I’ve been into Leeds city centre this morning, a wingman for my wife during her assignment to retrieve her newly altered camel coat. Admittedly not a scenario I envisage that’ll ever be incorporated into the screenplay of a Mission Impossible movie production. However, I’ll endeavour to make this yarn as interesting as a tale about re-tailored camel coats can be.
I don’t know a great deal about the clothing business, other than not to venture out and about in the ‘new clothes’ adorned by the emperor in the Hans Christian Anderson tale of that name. Particularly on a cold winters day when you risk becoming an empress.
I’m particularly cautious when it comes to the outdoor clothing I don. A consequence of a topless stroll along the promenade during a vacation in Salou, Spain in 1998, when my excessive back hair was mistaken by animal rights activists as me wearing furs. This leading to a frank discussion with an activist called Ernest……… Or was that an earnest discussion with an activist called Frank?!…… My memory grows ever worse as middle-age encompasses me.
Anyhow, during a heated exchange the activists, thinking I was adorning animal fur, attempted to remove my own natural pelt. I don’t know which was worse, the pain of a back wax without wax, or being inadvertently turned inside out for the first time in my life.
My assailants were thankfully eventually brought to justice when DNA from the fur balls they coughed up placed them at the scene. I eventually put this trauma to the back of my mind, but to this day whenever I hear Diana Ross sing ‘Upside Down, Inside Out’ I develop a rash!
Anyhow, during this morning’s bus journey into town I inquired what alteration Karen had requested on her expensive dromedary pelted windbreaker.

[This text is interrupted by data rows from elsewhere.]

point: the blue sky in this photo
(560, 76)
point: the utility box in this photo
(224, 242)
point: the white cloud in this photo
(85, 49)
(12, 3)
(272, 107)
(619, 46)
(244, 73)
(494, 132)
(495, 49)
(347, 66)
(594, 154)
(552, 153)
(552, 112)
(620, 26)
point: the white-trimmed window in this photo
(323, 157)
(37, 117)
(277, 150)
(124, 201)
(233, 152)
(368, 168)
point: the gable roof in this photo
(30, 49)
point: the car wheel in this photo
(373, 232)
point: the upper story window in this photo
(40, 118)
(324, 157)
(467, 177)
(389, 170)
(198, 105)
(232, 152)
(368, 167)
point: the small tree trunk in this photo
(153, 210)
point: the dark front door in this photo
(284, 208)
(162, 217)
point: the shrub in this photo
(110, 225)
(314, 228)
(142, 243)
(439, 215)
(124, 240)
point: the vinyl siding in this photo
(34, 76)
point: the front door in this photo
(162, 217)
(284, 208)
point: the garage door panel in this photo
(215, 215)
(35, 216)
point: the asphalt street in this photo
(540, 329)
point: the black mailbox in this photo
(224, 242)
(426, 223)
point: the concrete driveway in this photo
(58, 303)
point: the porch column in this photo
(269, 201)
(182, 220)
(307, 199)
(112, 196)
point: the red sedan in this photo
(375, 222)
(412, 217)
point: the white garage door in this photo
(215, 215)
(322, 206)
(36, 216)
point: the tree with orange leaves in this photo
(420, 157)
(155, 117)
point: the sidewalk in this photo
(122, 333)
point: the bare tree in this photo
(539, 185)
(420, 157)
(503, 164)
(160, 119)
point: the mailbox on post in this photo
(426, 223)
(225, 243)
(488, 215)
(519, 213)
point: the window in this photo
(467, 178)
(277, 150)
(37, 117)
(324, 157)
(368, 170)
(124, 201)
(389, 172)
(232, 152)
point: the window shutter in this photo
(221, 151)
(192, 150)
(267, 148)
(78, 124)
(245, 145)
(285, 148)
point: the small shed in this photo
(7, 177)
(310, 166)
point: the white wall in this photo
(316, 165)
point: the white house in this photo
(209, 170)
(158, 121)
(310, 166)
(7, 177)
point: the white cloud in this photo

“What the heck is a dromedary pelted windbreaker?” questioned my confused looking betrothed.
“It’s a camel coat!” I informed my spouse with an unnecessarily patronising tone.
“Why the hell did you not just say camel coat, instead of those confounding locutions of pretension?!” Karen spouted disapprovingly at my off hand response.
“What the hell does confounding locutions of pretension mean?!” I inquired, highlighting my missus’ equally over grandiose grammar.
“It means the gratuitous use of over-confusing words when there’s simpler, less baffling, options available.” Mrs S sought to clarify.
“I didn’t realise you were such a wordsmith, Karen.” I derided sarcastically
“I’m a woman of hidden depths……… A veritable lexilogical goddess cut from the same erudite cloth as that Welsh woman in Hi-De-Hi….. The one who used to talk over the tannoy.” my beloved proudly, but confusingly, informed me
“Gladys Pugh?!” I queried in confirmation.
“Was she not called Peggy?” Karen countered.
“No, Peggy was the gormless chalet maid with gigs who’d aspirations of becoming a Maplin’s yellowcoat……. The one played by Su Pollard.” I affirmed.
“Well I’m definitely not as thick as her!” my trouble and strife opined forcefully.
“To be honest, Karen, I don’t recall Gladys Pugh being the sharpest tool in the box either….. Certainly not as a comparison to make if you’re attempting to convey your erudition.” yours truly opined.
“Ok then, clever clogs….. Who is a suitable woman to compare myself to if I wanted to paint myself as an articulate lady with an impressive vocabulary?!” Karen blustered.
“Oh, I don’t know! There’s loads of intelligent women around” I responded irritably. Prior to adding “But if memory serves me correct Gladys Pugh wasn’t one of them!”
“What about Justin Timberland?” the missus queried.
“Well, as he’s a man and really called Justin Timberlake, I’d definitely avoid utilising that comparison if you want to sell yourself as a women of intellect!!” I thoughtfully advised my wife.
“Gladys Pugh it is then!” Karen decided. Prior to exclaiming loudly to bemused bus passengers “Morning campers!….. Hi-de-Hi!!“
After a short silence from the assembled passengers I succumbed to Karen’s glare,, consequently muttering a begrudged “Ho-de-Ho!”